Stoddard and her team then used the model to extrapolate egg shapes by varying the two parameters. They used the data to compare egg shapes across different bird species. In the comparisons, they took into consideration various characteristics — like how big the birds were, where they made their nests, their diet and flight prowess. According to Stoddard, the results showed that none of the above characteristics create a consistent trend, apart from how good the birds were at flying. Birds that are excellent at flying had more asymmetrical eggs that were pointier and more elongated.

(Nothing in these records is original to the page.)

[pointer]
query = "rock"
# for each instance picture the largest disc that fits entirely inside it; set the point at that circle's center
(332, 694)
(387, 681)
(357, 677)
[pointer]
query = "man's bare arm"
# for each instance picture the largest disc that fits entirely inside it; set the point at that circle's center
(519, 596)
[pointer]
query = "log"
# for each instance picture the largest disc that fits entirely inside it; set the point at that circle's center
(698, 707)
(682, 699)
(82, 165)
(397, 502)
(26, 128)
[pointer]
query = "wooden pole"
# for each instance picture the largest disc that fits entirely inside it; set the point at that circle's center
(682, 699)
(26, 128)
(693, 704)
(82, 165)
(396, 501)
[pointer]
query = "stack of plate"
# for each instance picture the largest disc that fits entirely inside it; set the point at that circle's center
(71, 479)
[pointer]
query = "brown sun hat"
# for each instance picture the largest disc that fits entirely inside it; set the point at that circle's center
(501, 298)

The explanation: As bodies of birds evolved to become better adapted for flight, they acquired a more sleek and streamlined shape. Their internal organs also became more compressed to take shape. For example, their oviducts became stretchier. Within the oviduct, a stretchy membrane that gives eggs their shape is formed around the white and yolk before the egg shells are cast. Therefore the membrane took the slender shape of the tube. The structure also enabled eggs to pack as many nutrients as possible
For instance, fast and powerful fliers like common murres have evolved to have asymmetric eggs. So have sandpipers, which are known to migrate over long distances. Wondering albatross have elliptical eggs, and they are one of the farthest flying birds. On the other hand, Eastern screech owls hardly explore life beyond their small territory. They fly with little low-powered glides. As a result, their eggs take a more spherical shape.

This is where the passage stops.